Since beginning my career in research, I have started to put into practice the theory which I was taught during my degree. Although practically useless when it comes to the actual research world my textbook knowledge has given me a sturdy platform.
Ethnography isn’t everyone’s idea of a good time, but the method is one of the best ways to gain deeper customer insights. For those of you who are unfamiliar with the method; Ethnography in short is spending a weekend sitting in someone else’s house reporting when, why and how much they ate, drank, bathed, watched TV or used their mobile phone. The process can result in breakthroughs for brands, offering an insight into what people are really like, rather than what they want researchers to think they are like.

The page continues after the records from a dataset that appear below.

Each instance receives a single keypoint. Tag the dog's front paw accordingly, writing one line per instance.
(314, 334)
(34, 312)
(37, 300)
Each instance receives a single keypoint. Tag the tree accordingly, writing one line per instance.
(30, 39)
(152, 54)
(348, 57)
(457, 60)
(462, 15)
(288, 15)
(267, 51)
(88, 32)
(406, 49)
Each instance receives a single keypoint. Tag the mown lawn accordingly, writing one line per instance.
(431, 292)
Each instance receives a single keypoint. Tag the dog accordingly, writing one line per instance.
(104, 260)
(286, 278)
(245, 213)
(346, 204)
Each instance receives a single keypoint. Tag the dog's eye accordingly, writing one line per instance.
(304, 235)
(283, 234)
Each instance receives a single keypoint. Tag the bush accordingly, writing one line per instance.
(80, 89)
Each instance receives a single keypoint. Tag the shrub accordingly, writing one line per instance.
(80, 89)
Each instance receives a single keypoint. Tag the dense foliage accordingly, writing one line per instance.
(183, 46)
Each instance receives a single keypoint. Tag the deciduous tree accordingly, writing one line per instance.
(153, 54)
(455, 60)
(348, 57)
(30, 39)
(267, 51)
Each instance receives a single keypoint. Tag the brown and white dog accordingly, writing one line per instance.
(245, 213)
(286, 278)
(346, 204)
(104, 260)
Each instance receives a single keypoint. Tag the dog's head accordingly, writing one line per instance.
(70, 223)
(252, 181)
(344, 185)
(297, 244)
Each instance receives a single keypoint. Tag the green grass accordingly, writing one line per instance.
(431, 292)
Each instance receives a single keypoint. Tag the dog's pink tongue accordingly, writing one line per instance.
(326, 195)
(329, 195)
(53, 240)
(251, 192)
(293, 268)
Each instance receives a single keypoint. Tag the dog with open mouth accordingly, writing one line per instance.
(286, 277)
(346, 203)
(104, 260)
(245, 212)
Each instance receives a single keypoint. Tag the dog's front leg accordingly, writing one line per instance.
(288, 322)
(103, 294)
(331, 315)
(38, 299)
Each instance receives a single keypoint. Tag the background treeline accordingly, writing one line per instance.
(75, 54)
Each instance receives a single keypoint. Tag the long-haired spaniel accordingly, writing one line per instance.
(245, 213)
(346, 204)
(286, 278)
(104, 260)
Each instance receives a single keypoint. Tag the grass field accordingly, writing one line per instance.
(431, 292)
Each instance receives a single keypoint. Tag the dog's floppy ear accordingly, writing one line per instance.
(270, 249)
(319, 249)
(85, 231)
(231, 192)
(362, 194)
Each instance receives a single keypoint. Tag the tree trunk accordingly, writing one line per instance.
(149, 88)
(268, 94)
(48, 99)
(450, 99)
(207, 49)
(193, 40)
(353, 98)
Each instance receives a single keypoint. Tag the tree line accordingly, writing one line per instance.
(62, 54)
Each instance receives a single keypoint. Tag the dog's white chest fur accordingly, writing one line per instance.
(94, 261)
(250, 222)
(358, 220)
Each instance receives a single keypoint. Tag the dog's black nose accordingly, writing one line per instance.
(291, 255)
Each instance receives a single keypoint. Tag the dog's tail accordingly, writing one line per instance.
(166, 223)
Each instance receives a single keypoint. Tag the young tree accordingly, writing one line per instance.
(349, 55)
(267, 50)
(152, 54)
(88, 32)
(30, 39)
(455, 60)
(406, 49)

Market researcher Ipsos MORI says ethnography allows “deep insight into the contradictory nature of much of human behaviour: the focus is on what people really do versus what they say they do”. In other words, it is about identifying hidden needs – and this is where the real breakthroughs can occur.

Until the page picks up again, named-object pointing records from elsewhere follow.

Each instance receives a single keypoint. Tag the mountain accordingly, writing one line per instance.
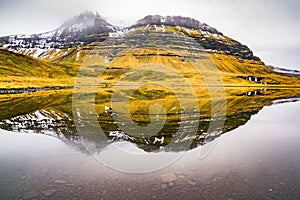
(173, 41)
(52, 110)
(13, 64)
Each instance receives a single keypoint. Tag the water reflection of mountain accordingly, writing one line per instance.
(50, 112)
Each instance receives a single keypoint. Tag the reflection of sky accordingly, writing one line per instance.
(264, 25)
(273, 131)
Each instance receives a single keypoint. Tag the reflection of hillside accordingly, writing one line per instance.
(50, 113)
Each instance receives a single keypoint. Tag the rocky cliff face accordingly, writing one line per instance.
(152, 31)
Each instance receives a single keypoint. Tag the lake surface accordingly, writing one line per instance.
(50, 147)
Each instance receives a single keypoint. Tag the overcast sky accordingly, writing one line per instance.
(271, 28)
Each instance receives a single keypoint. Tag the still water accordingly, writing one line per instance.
(254, 154)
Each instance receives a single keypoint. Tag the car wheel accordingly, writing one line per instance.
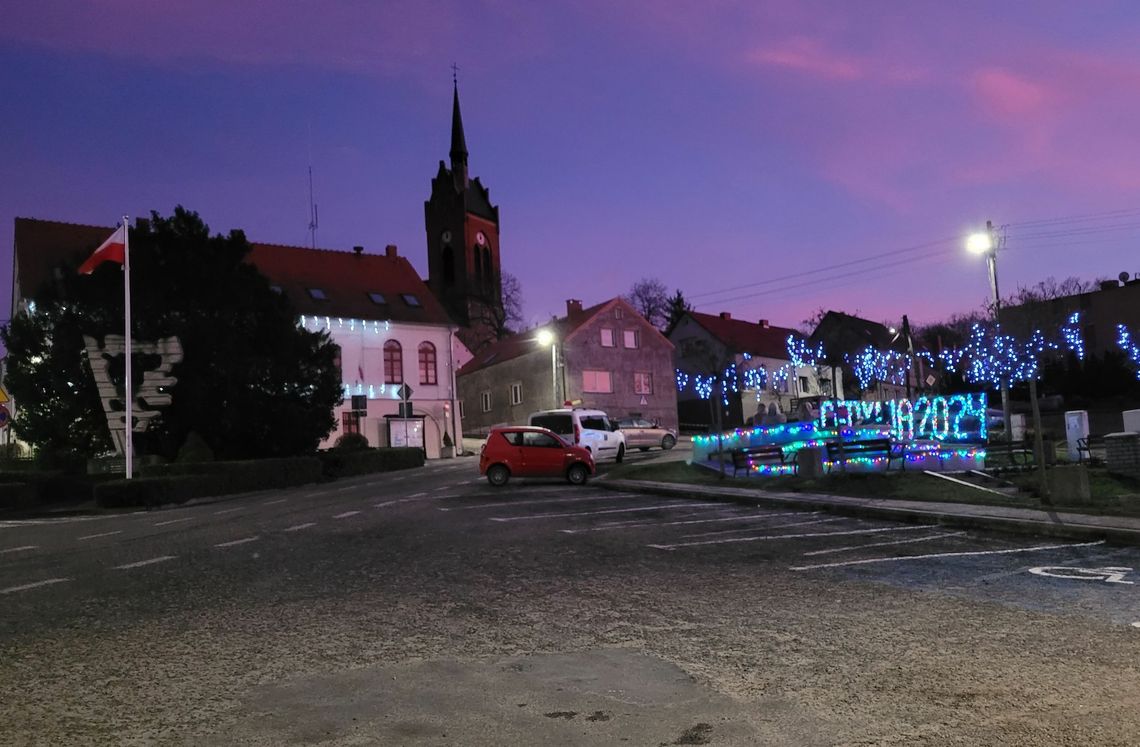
(577, 473)
(498, 475)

The more brands know about people and how the world around them shapes their behaviour, the more we can empathise with them.Thanks to Facebook, Twitter and smartphones, consumers have got used to reporting what they do, when they do it and why. Mobile ethnography is an increasingly popular tool, sometimes known as ‘lifelogging’, with subjects carrying cameras to record events as they happen.
Marketing has traditionally been the home of customer understanding, but through ethnography it can be the driving force behind major breakthroughs. For this reason marketers have a vested interest in knowing what goes on behind their customers’ front doors, and keeping what they discover under lock and key.